Accounting for all these deficiencies, Temptation at current level is still too good a proposition. Consider this: a dividend of Rs 0.70 per share transforms into a nearly 4% dividend yield. If the company repeats this measly payout ratio (4%), the shareholders will still be beating dividend yields earned by their peers. Since the Company has landed itself in a soup, it is expected that fund raising plans will now be put on back-burner for a while and operational consolidation will be on for a couple of years. This can lead to rationalization and if the Company's performance continues to remain robust, 5x-6x returns are not unlikely in a two year time-frame.

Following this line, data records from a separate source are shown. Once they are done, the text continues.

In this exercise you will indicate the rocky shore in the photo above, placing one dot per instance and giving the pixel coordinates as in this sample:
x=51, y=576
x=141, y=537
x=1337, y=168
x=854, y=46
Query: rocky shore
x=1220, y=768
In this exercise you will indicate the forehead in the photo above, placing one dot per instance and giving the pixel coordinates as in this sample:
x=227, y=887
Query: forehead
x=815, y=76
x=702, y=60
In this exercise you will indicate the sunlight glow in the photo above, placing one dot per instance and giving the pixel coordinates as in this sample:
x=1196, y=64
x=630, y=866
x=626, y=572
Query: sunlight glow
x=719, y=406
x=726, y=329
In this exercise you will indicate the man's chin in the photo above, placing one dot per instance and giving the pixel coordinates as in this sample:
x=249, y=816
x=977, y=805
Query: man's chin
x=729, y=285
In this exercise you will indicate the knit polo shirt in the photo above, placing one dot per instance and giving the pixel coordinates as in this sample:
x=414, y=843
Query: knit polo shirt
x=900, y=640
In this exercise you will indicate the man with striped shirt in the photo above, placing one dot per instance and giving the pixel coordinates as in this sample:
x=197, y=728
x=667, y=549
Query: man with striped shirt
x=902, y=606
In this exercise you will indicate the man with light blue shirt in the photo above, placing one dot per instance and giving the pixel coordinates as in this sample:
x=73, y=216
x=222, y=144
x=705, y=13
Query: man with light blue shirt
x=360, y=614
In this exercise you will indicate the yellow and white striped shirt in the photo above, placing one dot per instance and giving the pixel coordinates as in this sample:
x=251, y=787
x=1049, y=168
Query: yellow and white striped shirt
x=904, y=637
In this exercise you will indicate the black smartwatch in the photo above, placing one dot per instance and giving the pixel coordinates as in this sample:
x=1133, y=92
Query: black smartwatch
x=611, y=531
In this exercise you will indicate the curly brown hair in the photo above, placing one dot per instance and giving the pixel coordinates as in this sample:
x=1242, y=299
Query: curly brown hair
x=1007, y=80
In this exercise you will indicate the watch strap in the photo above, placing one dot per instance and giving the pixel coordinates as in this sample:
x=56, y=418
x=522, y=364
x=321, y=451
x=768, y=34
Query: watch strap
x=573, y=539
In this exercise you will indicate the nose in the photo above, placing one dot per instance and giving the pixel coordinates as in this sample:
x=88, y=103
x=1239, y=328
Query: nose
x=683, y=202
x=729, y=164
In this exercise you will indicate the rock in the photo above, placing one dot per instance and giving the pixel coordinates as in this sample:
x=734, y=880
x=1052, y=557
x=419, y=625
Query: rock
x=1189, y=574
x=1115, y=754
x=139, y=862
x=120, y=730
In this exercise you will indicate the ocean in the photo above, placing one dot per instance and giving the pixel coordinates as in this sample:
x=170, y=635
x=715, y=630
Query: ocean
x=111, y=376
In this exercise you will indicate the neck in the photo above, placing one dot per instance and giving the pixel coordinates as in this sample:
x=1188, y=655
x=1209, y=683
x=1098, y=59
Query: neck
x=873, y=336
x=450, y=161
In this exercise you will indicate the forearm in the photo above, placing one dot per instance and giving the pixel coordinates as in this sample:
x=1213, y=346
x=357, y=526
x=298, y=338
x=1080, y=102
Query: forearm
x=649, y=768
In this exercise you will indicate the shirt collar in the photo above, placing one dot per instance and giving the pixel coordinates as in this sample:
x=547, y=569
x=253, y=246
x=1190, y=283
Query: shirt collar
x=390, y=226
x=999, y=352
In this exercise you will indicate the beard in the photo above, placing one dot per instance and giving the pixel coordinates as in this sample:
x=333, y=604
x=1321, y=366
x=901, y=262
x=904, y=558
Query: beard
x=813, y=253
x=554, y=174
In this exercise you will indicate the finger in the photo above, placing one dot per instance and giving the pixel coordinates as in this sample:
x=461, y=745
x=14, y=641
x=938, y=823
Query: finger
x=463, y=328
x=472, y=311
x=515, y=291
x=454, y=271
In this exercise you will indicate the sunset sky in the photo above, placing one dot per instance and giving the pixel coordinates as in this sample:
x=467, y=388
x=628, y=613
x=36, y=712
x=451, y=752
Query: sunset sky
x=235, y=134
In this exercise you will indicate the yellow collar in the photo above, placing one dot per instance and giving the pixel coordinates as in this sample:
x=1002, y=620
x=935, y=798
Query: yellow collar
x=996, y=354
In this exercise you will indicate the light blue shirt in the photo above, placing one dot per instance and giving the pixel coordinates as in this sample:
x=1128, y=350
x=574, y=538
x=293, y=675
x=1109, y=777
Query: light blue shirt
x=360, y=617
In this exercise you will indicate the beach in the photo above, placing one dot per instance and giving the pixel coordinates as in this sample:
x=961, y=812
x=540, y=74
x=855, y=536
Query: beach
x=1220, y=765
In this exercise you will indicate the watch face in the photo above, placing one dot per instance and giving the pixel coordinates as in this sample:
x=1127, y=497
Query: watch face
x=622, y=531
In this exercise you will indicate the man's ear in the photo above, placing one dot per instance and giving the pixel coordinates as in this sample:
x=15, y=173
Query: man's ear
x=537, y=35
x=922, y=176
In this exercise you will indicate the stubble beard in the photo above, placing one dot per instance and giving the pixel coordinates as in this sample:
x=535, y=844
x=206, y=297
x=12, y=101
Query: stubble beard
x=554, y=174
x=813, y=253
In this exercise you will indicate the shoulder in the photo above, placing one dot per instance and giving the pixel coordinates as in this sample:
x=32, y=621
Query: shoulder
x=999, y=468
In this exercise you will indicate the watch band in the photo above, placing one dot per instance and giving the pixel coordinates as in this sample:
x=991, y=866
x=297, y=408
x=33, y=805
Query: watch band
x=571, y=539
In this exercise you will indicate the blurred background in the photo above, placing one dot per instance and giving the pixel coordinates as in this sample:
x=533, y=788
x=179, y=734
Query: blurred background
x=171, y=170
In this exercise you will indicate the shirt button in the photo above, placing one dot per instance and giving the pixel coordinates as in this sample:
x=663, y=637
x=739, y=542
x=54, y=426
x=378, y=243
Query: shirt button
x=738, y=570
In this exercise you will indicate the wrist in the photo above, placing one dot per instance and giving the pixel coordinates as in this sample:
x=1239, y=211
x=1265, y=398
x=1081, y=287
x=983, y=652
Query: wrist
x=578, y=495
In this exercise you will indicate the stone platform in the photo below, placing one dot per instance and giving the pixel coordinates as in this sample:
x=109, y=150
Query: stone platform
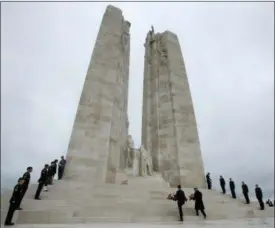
x=142, y=200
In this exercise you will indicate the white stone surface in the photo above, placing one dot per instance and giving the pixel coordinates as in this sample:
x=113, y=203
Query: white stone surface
x=169, y=129
x=251, y=223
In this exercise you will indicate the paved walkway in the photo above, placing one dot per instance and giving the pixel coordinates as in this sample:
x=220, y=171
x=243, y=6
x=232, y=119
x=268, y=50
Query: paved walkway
x=257, y=223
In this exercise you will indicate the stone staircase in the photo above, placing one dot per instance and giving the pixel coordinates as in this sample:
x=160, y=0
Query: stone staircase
x=143, y=199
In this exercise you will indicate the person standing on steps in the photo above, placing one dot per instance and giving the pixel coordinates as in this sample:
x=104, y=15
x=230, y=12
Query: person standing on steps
x=25, y=186
x=245, y=193
x=14, y=201
x=259, y=196
x=55, y=167
x=199, y=205
x=181, y=199
x=232, y=188
x=222, y=183
x=208, y=181
x=42, y=180
x=61, y=167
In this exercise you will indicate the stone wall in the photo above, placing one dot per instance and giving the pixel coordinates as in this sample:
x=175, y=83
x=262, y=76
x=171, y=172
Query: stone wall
x=169, y=128
x=100, y=128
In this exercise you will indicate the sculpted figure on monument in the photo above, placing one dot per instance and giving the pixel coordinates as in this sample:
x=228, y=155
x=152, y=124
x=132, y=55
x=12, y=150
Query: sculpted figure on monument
x=146, y=162
x=129, y=152
x=125, y=35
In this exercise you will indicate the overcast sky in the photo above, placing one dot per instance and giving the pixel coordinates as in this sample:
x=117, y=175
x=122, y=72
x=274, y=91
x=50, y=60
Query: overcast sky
x=228, y=50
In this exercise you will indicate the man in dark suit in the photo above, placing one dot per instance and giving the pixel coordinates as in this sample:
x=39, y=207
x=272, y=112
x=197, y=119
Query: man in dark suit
x=245, y=192
x=42, y=180
x=25, y=186
x=15, y=199
x=232, y=188
x=181, y=199
x=222, y=183
x=259, y=196
x=199, y=205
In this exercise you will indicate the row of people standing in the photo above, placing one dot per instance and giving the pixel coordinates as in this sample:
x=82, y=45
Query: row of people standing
x=20, y=189
x=245, y=190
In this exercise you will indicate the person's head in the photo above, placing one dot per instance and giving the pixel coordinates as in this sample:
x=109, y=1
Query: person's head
x=21, y=181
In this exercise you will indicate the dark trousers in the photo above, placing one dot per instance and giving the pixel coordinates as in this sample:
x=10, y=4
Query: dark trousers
x=60, y=172
x=233, y=193
x=11, y=211
x=261, y=203
x=202, y=211
x=209, y=184
x=39, y=189
x=246, y=197
x=24, y=190
x=223, y=189
x=180, y=211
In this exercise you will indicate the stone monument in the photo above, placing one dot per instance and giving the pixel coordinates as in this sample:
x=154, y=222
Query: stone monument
x=169, y=129
x=100, y=127
x=95, y=187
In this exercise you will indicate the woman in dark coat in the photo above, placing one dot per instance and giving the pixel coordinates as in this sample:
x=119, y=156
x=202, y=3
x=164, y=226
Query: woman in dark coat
x=199, y=206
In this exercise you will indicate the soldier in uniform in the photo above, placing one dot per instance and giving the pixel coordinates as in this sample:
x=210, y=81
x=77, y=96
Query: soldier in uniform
x=222, y=183
x=199, y=205
x=232, y=188
x=259, y=196
x=245, y=192
x=15, y=199
x=42, y=180
x=61, y=167
x=209, y=181
x=26, y=177
x=55, y=167
x=181, y=199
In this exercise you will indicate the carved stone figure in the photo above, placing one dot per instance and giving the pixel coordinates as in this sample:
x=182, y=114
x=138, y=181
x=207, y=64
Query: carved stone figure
x=125, y=35
x=145, y=162
x=129, y=152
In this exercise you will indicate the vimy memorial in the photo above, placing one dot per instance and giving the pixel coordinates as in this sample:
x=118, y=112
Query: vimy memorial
x=106, y=178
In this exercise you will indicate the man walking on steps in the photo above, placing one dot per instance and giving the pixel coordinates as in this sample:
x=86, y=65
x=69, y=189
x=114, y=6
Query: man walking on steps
x=181, y=199
x=245, y=192
x=15, y=199
x=42, y=180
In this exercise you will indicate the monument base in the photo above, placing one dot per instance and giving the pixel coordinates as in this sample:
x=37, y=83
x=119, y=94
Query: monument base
x=142, y=199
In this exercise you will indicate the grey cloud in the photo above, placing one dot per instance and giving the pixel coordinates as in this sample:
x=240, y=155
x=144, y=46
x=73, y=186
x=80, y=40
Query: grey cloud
x=228, y=50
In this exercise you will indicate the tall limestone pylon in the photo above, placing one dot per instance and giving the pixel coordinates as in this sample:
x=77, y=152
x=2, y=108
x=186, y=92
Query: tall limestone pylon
x=99, y=132
x=169, y=128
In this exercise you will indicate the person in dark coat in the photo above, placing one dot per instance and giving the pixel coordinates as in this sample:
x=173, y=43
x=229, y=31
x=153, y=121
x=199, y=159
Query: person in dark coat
x=42, y=180
x=245, y=192
x=222, y=183
x=259, y=196
x=61, y=167
x=232, y=188
x=25, y=186
x=14, y=200
x=55, y=167
x=208, y=181
x=181, y=199
x=199, y=205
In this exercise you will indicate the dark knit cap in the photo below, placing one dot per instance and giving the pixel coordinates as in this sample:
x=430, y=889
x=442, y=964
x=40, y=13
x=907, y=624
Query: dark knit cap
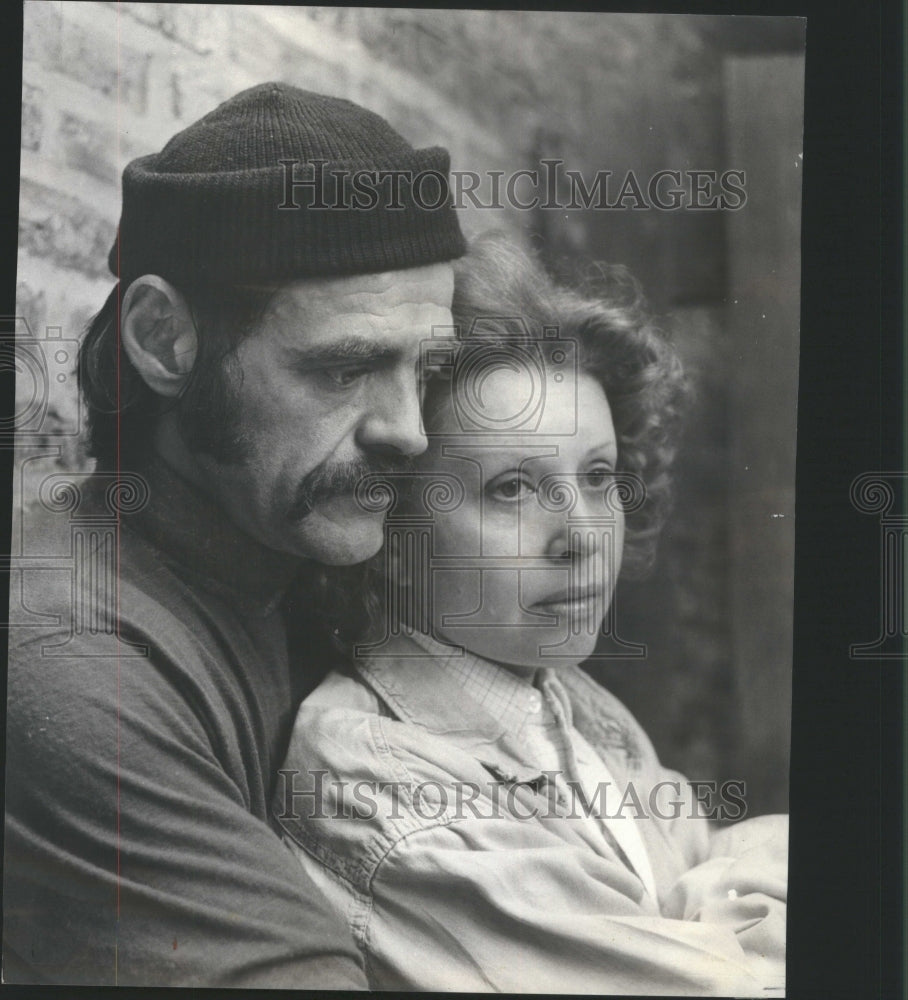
x=216, y=205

However, serious corporate governance allegations have been raised against the Company, Corporate Governance is anyway deficient even in good companies. And any churn in its export customer lists can severely impact the profits. A small investment (possibly less than 1% of your portfolio size) can be undertaken to benefit from any potential upside, yet remaining largely unscathed from unexpected happenings.Yet, as there are substantial opportunities in Indian markets, a lottery stock like Temptation is best avoided.
Please read the articles by Gaurav and Mumbai Mirror to get a feel for the kind of allegations against Vineet. If you feel, he deserves a chance, you can well go ahead and invest in the firm.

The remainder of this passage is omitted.